S/T by Ty Segall
Genre: Garage Rock, Psychedelic Rock
Favorite Tracks: “Warm Hands (Freedom Returned),” “Talkin’,” “Orange Color Queen,” “Papers”
Thanks to a combination of sheer work ethic, a palpable creative restlessness, and his ability to just plain shred when he needs to, Ty Segall has become a figurehead in California’s indie scene in a relatively short time. Segall takes full advantage of the freedom that comes with being a solo artist, reinventing his artistic persona (though seldom straying from his scuzzy garage punk sound) with nearly every release. On TY SEGALL, his second self-titled album, Segall chooses to keep a good thing going by bringing back The Muggers, a backing band made of frequent collaborators that accompanied him on last year’s EMOTIONAL MUGGER. Segall purportedly increased The Muggers’ role in the writing and recording process for TY SEGALL, and it’s a somewhat new thing for Segall, who has a reputation as a solo-flying creative force of nature. The music still gives the distinct impression that Segall is the main driving force behind each song, but the Muggers play an important role on this record by increasing its musical complexity, and their presence makes this record better than it should be. However, Segall, an artist known for his live shows more than his records, is unlikely to make an impression through these songs for those who don’t get a chance to see him in person.

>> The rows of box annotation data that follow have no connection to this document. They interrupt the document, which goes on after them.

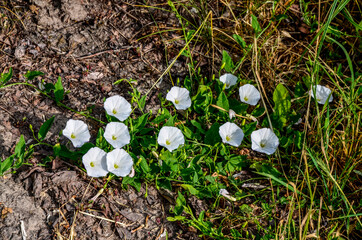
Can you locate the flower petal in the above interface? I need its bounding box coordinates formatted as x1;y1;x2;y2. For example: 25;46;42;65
104;122;131;148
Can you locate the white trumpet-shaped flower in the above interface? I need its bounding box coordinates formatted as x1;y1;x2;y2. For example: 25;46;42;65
309;85;333;104
219;188;236;201
82;147;108;177
63;119;90;147
220;73;238;89
166;87;191;110
104;95;132;121
107;148;133;177
239;84;260;106
104;122;131;148
219;122;244;147
251;128;279;155
229;108;236;120
157;127;185;152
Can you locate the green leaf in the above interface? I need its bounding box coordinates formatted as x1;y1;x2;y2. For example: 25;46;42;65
38;116;55;141
24;71;44;81
44;83;55;93
221;50;235;72
54;77;64;103
271;14;288;21
273;83;291;117
164;116;176;127
181;184;199;196
14;135;25;158
157;179;172;191
243;122;257;137
192;85;213;114
138;95;147;111
294;82;305;97
205;123;221;146
96;127;107;149
191;120;205;133
134;113;149;132
139;156;151;173
0;155;14;176
251;15;261;34
174;191;186;215
122;176;141;192
216;92;229;111
53;143;78;160
0;68;13;86
167;216;186;222
233;34;246;48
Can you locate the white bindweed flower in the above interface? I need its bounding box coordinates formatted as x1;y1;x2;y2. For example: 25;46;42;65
107;148;133;177
229;108;236;119
251;128;279;155
104;95;132;121
219;188;236;201
157;127;185;152
104;122;131;148
239;84;260;106
63;119;90;147
309;85;333;104
82;147;108;177
166;87;191;110
219;122;244;147
220;73;238;89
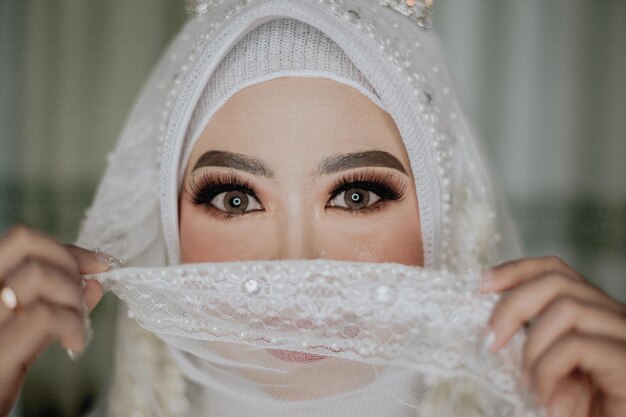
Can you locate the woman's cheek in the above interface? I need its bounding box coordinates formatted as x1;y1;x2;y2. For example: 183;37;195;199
324;206;424;266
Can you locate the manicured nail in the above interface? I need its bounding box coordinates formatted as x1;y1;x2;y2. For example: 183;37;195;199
65;315;93;362
65;349;83;362
480;270;493;292
522;371;530;389
91;249;124;269
483;330;496;352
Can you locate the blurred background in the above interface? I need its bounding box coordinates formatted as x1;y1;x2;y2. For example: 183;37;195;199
0;0;626;417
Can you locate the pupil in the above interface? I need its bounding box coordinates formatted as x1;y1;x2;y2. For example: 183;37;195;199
344;188;369;210
224;191;248;213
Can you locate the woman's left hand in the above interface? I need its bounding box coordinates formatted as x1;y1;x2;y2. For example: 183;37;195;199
483;256;626;417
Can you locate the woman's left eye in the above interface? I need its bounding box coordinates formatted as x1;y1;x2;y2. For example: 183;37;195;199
211;190;262;214
329;188;382;210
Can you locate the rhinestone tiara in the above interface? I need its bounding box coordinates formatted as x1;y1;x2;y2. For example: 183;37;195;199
185;0;433;30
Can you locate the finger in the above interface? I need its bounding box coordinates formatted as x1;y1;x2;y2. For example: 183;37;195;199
84;279;104;311
481;256;584;292
0;303;85;386
523;297;626;371
0;226;79;279
65;244;111;311
489;274;623;351
548;372;593;417
65;244;110;275
0;260;83;323
531;333;626;404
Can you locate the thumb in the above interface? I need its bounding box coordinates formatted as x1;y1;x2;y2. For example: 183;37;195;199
65;244;121;311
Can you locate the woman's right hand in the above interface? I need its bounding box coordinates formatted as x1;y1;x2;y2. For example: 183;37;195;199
0;226;109;416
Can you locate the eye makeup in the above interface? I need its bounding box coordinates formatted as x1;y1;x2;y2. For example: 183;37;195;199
326;169;407;215
184;171;262;219
184;168;407;220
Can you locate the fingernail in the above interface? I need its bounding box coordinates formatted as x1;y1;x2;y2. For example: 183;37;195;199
483;330;496;352
83;316;93;352
522;372;530;388
65;315;93;362
65;349;83;362
91;249;124;269
480;270;493;292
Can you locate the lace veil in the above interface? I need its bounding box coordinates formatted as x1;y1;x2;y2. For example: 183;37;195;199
76;0;541;416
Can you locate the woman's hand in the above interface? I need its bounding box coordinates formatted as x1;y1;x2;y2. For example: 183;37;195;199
0;226;109;416
483;256;626;417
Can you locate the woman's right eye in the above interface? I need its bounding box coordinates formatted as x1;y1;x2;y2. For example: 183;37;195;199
210;190;262;214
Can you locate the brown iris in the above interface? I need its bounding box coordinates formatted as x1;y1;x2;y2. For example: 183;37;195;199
343;188;370;210
224;190;248;214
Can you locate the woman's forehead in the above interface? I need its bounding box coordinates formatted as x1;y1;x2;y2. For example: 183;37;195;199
189;77;408;172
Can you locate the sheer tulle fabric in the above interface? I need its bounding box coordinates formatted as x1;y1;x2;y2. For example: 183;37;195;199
90;260;538;417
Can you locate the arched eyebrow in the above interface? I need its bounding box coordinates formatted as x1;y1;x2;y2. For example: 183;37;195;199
193;150;408;179
318;150;408;175
193;151;274;179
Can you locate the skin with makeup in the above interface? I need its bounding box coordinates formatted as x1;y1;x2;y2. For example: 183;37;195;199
0;77;626;417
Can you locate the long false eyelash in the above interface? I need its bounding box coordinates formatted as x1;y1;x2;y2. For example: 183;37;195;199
329;171;407;200
185;172;258;206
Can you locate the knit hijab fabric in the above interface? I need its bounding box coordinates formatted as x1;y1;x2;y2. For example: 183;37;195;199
77;0;539;417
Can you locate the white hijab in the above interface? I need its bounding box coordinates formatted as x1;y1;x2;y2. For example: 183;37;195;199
77;0;534;416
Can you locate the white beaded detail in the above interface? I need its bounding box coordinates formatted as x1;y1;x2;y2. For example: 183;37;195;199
185;0;432;31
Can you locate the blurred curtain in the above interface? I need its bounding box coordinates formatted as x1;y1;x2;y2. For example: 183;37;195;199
0;0;185;417
0;0;626;416
435;0;626;301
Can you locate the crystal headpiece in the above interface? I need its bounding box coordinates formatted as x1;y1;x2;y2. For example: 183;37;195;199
186;0;433;30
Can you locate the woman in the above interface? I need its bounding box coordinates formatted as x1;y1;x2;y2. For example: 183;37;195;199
0;0;626;417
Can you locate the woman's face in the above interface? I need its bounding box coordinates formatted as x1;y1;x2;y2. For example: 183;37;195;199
179;77;423;266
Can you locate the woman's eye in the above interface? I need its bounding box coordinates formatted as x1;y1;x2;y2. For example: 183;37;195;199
329;188;381;210
211;190;261;214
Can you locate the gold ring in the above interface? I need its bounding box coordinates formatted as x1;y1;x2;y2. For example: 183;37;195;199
0;285;19;312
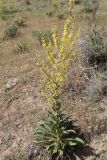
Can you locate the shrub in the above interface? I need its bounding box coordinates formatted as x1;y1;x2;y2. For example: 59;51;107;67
33;31;52;44
46;10;54;17
0;7;20;20
36;111;84;159
15;17;26;28
74;0;81;5
88;28;107;67
83;0;99;13
4;24;18;38
16;43;29;54
57;14;64;20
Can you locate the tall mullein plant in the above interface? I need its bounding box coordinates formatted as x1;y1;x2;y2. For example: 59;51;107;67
36;4;83;160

TY SEGALL opens on a wholly unremarkable note with “Break A Guitar,” which takes a Black Crowes-style riff, puts a whole lot of fuzz on it, and repeats it for three and a half minutes over a few repeated lyrical lines. Segall’s go-to formula of distortion-drenched psychedelia is prominent on this record, and it tends to fall flat when heard through a set of headphones or computer speakers. Like many of Segall’s songs, it’s more likely to land much better in a live performance, but this one in particular lands somewhere between bad and uninspired. “Freedom,” which incorporates an acoustic guitar into the Segall formula, comes out somewhere between Beck’s work on the SCOTT PILGRIM VS. THE WORLD soundtrack and recent Wilco outputs, and has a quirky energy that does a much better job establishing Segall’s vision for this album, because when it lands, it can be very good. Unfortunately, there are more “Break A Guitar” type songs on TY SEGALL than otherwise.
The most striking change on TY SEGALL is the incorporation of a full-band ethos, and on songs like “Warm Hands (Freedom Returned),” Segall plays right out of the jam band handbook and it pays off for him big time. The lengthy, multi-movement “Warm Hands (Freedom Returned)” features a quiet, rhythmic jam section that is reminiscent of The Rolling Stones’ “Can’t You Hear Me Knockin.” “Talkin’,” with stylistic nods to country music, a slow, shuffling beat and three-part harmony, is a nearly perfect imitation of AMERICAN BEAUTY-era Grateful Dead. “Orange Color Queen,” which, to my surprise, is not a song about Donald Trump, but a love song (a rarity for Segall), draws from the Dead influence as well as a bit of Paul McCartney-esque melody to create a song that is sweet, but far from saccharine. Though jam bands are a much maligned part of the American music canon, it’s a bold choice for Segall to dip into this polarizing tradition, as it is in the process of rising back into respectability again, and it fits well with Segall’s live-oriented reputation.
TY SEGALL presents what could be interpreted as another rebirth of an artist prone to changing shapes and forms, but this time, he shows growth through being a better version of his own self rather than trying to add another wrinkle to his established style. Even if that approach is one that should usually be rewarded, this seems to be a case of Segall’s prolific output working against him, as we’re used to seeing more drastic changes than what we see on TY SEGALL in short periods of time. Listening to the songs on TY SEGALL is not a bad way to spend half an hour, and might be a good way to introduce yourself to his work if you haven’t heard it before, but those who are familiar with Segall’s schtick might have a harder time distinguishing this record from the last. Even so, Ty and the Muggers clearly have a good thing going on, and if this project were to become more permanent, it would be one worth paying attention to.